The translated prompts do not introduce new failure modes. Translating prompt language has no semantic effect on JSON parsing or on the response_format={"type": "json_object"} constraint.

Error Categories and Responses

  • User errors: not applicable (this is an internal pipeline).
  • System errors: LLM transport errors are retried; logger emits t("log.profile_generator.m011") etc. Logger keys already exist in locales/{en,zh}.json.
  • Business-logic errors: gender not in the English enum, age not an integer — the prompt explicitly mandates them; the validator inside _try_fix_json does not enforce these but the OASIS subprocess does. No change in either direction.

Monitoring

Existing logger calls are unchanged. Logger keys already i18n-keyed via t("log.profile_generator.*").

Testing Strategy

Unit Tests

  • (Existing) backend/scripts/test_profile_format.py::test_profile_formats — must continue to pass without modification.
  • (Manual) Smoke import: cd backend && uv run python -c "from app.services.oasis_profile_generator import OasisProfileGenerator" — confirms no syntax errors after editing f-strings.

Integration Tests

  • (Manual) Run the prompt builders directly under each locale:
    • set_locale("en")OasisProfileGenerator()._build_individual_persona_prompt("Alice", "Student", "summary", {"k": "v"}, "ctx") — assert no CJK codepoints in the output, assert the English locale postfix appears via get_language_instruction() (which is "Please respond in English.").
    • set_locale("zh") → same call → assert the locale postfix is "请使用中文回答。".
  • These do not require an LLM call; they only verify the rendered prompt string.

E2E Tests

  • (Manual, optional, preferred but skippable when no LLM key present) Run npm run dev and trigger Step 2 profile generation from the UI under English locale on a small entity set; spot-check that bios and persona prose are in English.

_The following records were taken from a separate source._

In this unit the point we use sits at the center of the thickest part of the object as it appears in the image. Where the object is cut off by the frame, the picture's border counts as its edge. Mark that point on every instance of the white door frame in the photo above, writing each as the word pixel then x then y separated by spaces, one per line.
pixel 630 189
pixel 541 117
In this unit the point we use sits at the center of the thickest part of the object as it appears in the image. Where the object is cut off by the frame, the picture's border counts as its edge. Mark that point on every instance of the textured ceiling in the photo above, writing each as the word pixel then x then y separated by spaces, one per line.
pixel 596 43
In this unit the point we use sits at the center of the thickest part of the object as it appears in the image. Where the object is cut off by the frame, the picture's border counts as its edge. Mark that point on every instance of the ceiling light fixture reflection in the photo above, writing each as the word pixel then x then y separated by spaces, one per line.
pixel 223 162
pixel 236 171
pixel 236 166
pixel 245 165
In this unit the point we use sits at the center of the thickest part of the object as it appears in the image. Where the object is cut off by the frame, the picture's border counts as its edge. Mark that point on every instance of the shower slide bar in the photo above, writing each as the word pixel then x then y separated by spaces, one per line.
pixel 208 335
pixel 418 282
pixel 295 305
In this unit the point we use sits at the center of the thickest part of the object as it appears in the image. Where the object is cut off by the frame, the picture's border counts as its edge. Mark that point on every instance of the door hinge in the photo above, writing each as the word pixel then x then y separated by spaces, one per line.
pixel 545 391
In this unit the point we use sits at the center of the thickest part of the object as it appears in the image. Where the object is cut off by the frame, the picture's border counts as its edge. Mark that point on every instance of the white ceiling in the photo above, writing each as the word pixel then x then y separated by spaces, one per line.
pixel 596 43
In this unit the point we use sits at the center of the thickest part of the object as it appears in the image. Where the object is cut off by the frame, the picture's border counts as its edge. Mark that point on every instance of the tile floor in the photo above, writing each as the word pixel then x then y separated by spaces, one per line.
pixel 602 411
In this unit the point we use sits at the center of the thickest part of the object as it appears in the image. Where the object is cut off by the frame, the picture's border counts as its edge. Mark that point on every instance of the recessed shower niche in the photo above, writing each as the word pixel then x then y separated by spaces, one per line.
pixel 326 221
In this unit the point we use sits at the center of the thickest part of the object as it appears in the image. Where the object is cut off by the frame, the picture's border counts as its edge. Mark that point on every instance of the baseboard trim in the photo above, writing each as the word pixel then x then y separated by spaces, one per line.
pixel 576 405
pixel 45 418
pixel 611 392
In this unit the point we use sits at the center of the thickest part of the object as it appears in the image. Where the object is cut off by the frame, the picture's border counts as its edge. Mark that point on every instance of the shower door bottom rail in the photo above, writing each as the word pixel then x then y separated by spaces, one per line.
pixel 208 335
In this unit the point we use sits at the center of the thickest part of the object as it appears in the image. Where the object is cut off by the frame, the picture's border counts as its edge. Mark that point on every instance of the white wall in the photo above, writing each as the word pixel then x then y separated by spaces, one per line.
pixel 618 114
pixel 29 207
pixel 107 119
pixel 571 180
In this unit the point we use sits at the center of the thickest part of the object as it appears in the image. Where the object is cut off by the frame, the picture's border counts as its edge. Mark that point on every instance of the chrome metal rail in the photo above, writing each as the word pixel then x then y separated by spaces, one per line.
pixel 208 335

Skip if a live LLM key is unavailable in CI; sibling specs #2/#4/#5 used the same manual E2E approach.

Performance / Load

Not applicable. Prompt translation has no measurable performance impact.

Optional Sections

Security Considerations

No security implications. No new external surfaces; no new data retention; no change to authentication or authorization.

Migration Strategy

No migration required. The change is forward-compatible: a deployment that picks up the translated prompts continues to serve users on the zh locale via the unchanged get_language_instruction() postfix mechanism.

Supporting References

  • gap-analysis.md — option evaluation and effort/risk sizing.
  • research.md — discovery findings, design decisions (in particular the "drop the country language hint" decision), and risk register.
  • requirements.md — EARS requirements with numeric IDs.
  • Sibling specs i18n-ontology-generator-prompts, i18n-simulation-config-generator-prompts, i18n-report-agent-prompts — same translation pattern, already merged.